Réunis dans le cadre du Terram Tour, en partenariat avec le collectif citoyen « Phare Ouest de progrès » et l’association Rura, élus, citoyens, chercheurs et acteurs associatifs ont débattu de la condition des femmes en milieu rural. L’occasion de questionner les inégalités persistantes dans les campagnes françaises, mais aussi de déconstruire certains clichés sur la ruralité.
À Termes-d’Armagnac, la salle était bien remplie pour accueillir cette nouvelle rencontre du collectif, né il y a trois ans avec l’ambition de faire émerger une réflexion commune sur l’avenir de l’Ouest gersois.
Après avoir travaillé sur des sujets aussi variés que l’énergie citoyenne, le bien vieillir, la culture ou l’agriculture, le collectif a consacré cette soirée à un thème sensible : la condition des femmes vivant en milieu rural.
Le vécu en priorité
Invité pour l’occasion, l’Institut Terram, laboratoire d’idées consacré aux enjeux territoriaux, est venu présenter une étude réalisée avec l’association Rura, spécialisée dans l’accompagnement des jeunes des campagnes et des petites villes. Leur objectif : comprendre si les inégalités entre les femmes et les hommes prennent une forme particulière dans les territoires peu denses.

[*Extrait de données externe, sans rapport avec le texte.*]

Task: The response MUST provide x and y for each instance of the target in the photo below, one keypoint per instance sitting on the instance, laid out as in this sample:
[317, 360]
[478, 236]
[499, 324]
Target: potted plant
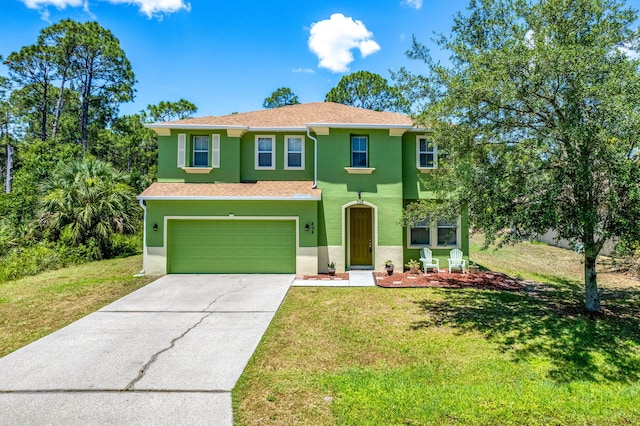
[413, 265]
[388, 265]
[332, 268]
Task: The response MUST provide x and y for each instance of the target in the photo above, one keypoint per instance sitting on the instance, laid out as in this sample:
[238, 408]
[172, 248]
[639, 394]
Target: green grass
[35, 306]
[452, 356]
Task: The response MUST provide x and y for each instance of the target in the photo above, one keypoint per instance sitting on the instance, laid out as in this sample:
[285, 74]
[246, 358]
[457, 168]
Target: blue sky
[228, 56]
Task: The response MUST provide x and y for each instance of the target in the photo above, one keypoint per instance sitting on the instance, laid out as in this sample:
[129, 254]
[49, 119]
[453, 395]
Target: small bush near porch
[452, 356]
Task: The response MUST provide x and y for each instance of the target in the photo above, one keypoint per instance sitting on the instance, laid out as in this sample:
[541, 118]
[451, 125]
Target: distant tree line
[70, 166]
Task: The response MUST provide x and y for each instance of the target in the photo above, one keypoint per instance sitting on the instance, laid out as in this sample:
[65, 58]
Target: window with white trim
[447, 233]
[294, 152]
[427, 154]
[265, 153]
[359, 157]
[442, 233]
[420, 234]
[200, 151]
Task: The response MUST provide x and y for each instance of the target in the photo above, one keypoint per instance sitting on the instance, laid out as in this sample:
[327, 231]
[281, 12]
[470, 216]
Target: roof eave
[302, 197]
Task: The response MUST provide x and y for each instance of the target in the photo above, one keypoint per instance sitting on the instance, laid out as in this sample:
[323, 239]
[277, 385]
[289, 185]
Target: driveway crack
[155, 356]
[172, 344]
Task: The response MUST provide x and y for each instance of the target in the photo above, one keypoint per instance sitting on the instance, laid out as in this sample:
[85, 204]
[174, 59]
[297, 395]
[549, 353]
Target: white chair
[428, 262]
[456, 261]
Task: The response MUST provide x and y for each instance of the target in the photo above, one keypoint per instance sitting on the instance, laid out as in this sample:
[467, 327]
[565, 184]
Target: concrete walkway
[167, 354]
[356, 279]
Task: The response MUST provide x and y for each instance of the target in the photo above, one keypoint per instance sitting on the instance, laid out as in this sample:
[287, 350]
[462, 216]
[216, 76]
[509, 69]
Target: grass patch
[452, 356]
[33, 307]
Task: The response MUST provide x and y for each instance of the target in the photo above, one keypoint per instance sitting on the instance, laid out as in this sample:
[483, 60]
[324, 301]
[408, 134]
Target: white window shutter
[215, 150]
[182, 149]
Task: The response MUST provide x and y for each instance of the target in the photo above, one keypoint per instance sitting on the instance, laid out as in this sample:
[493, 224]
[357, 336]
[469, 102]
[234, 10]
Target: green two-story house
[290, 189]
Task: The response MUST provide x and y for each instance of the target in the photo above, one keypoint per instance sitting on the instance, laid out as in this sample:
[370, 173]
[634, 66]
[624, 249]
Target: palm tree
[87, 203]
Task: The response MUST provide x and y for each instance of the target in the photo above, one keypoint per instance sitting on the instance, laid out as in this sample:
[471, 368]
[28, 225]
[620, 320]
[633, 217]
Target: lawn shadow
[548, 321]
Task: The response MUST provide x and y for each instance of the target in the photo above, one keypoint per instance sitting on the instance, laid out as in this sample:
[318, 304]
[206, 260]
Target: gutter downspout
[144, 238]
[315, 158]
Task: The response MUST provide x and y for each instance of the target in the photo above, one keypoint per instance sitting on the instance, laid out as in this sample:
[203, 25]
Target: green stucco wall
[382, 188]
[247, 157]
[168, 170]
[441, 253]
[237, 159]
[395, 181]
[157, 210]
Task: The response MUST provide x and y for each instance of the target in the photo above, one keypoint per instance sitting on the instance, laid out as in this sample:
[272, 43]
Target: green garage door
[231, 246]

Pour Victor Delage, fondateur et directeur général de l’Institut Terram, la réflexion doit partir du terrain. « Les grandes analyses nationales oublient souvent le vécu concret des habitants », explique-t-il. L’étude s’intéresse ainsi aux difficultés spécifiques rencontrées par les femmes rurales : accès à l’emploi, mobilité, garde d’enfants, charge mentale ou encore éloignement des services.
Le débat a privilégié les échanges avec le public afin de faire émerger des solutions adaptées aux réalités locales. Une manière, pour les organisateurs et pour Thibault Renaudin, maire de Termes-d’Armagnac et président d’InSite, de rappeler que les territoires ruraux ne veulent plus seulement être observés : ils entendent aussi participer pleinement à la définition des politiques publiques qui les concernent.